Limitations & Future Work¶

Validated only on classification tasks; downstream tasks such as detection or segmentation were not considered.
Evaluated mainly using a 7-layer CNN as the backbone, without validation on larger architectures (e.g., ViT).
EMA coefficients \(m\) and \(\alpha\) still require manual configuration.
Instance-dependent noise scenarios were not taken into consideration.

vs Co-teaching: Co-teaching requires a predefined drop rate and dual-network cross-training, whereas SED's single-network design with an adaptive threshold is more concise and efficient.
vs DivideMix: DivideMix relies on a GMM for selection and MixMatch for semi-supervised learning.
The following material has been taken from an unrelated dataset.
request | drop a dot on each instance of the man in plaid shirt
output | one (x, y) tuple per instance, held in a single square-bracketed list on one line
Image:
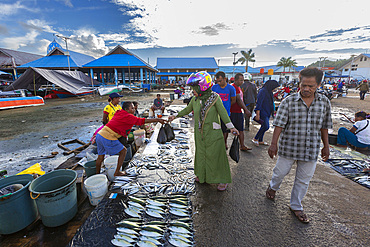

In contrast, SED utilizes a data-driven threshold and truncated normal distribution weighting, bypassing GMM's Gaussian mixture assumption.
vs DISC: DISC selects samples based on memorization strength, while SED operates on prediction probability and class-balanced thresholds, delivering superior performance in most scenarios.

Rating¶

Novelty: ⭐⭐⭐⭐ The combination of global-and-local thresholds and truncated normal distribution re-weighting is innovative, although the overall paradigm (selection + correction + re-weighting) is relatively classical.
Experimental Thoroughness: ⭐⭐⭐⭐⭐ Comprehensive coverage of synthetic and real-world noise datasets, extensive ablation studies, and rich visualization analysis.
Writing Quality: ⭐⭐⭐⭐ Well-structured with complete mathematical derivations, though some formulas involve heavy notations and require close reading.
Value: ⭐⭐⭐⭐ High practical value due to its prior-free and effective nature; however, it is currently limited to small-scale classification experiments.